Increased plasma D-lactic acid associated with impaired memory in rats
Physiology & Behavior, 101, 653–659.
Hanstock, T.L., Mallet, P.E. & Clayton, E.H.
published: 2010 | Research publication | Journal article
Abstract: Aim: D-lactic acidosis is associated with memory impairment in humans. Recent research indicates that D-lactic acid may inhibit the supply of energy from astrocytes to neurons involved with memory formation. However, little is known about the effects of increased hind-gut fermentation due to changes in diet on circulating lactic acid concentrations and memory. Method: Thirty-six male Wistar rats were fed three dietary treatments; a commercial rat and mouse chow, a soluble carbohydrate based diet or a fermentable carbohydrate based diet. Parameters estimating memory were examined by employing the object recognition test. Physical parameters of fermentation including hind-gut and plasma lactic acid concentrations were examined after sacrifice, either 3 or 21 h after feeding. Results: Increased fermentation in the hind-gut of rats, indicated by lower caecum pH, was associated with increased plasma L-lactic acid (r = -0.41, p = 0.020) and D-lactic acid (r = -0.33, p = 0.087).

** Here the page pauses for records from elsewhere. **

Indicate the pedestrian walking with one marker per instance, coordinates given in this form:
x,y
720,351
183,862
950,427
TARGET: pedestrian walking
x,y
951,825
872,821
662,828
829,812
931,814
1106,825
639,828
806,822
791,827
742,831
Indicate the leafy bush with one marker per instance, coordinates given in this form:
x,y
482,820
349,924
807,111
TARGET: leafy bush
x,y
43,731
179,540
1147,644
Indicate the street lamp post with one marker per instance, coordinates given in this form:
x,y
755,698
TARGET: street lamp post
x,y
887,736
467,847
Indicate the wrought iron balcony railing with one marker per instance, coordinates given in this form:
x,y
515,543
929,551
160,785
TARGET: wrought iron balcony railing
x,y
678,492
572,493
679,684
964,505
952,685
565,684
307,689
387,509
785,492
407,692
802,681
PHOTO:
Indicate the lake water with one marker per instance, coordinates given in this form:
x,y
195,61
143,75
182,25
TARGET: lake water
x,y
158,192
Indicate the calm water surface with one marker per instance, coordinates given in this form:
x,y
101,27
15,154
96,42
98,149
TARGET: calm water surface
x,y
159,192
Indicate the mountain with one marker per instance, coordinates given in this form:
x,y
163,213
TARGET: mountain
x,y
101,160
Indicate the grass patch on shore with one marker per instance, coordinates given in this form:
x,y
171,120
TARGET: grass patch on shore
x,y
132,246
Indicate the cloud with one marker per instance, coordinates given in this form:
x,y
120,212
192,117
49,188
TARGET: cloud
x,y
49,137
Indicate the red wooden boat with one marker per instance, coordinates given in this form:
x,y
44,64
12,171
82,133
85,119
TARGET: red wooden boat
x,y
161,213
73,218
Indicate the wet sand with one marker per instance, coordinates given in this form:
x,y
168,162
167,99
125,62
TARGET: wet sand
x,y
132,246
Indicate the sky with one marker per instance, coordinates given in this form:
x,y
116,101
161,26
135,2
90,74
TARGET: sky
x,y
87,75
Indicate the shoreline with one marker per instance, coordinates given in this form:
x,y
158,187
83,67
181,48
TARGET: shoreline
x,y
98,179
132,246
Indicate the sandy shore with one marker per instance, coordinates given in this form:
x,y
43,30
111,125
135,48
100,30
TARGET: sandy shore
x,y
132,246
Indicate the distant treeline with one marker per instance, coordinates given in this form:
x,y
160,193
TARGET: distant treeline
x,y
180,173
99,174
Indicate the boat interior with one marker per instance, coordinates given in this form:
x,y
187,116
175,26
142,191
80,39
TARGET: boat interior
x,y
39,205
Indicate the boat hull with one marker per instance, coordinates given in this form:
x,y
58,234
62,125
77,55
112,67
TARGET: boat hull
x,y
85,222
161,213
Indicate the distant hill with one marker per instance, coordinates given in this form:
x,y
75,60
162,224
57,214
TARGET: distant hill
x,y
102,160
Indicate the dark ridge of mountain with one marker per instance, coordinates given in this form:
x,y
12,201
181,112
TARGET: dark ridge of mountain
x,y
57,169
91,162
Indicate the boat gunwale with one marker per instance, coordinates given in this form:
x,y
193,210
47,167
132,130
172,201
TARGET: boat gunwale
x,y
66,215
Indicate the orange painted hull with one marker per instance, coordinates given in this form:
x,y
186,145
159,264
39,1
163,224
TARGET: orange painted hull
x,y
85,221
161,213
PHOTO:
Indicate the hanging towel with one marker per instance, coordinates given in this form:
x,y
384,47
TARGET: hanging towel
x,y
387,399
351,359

Memory, being able to discriminate between a familiar and a novel object during the object recognition test, was reduced with increasing plasma D-lactic acid (r = -0.51, p = 0.021). Conclusions: Memory impairment was associated with alterations in plasma D-lactic acid following the fermentation of carbohydrate in the hind-gut. Further work is still required to determine whether these effects are mediated centrally or via direct connections through the enteric nervous system.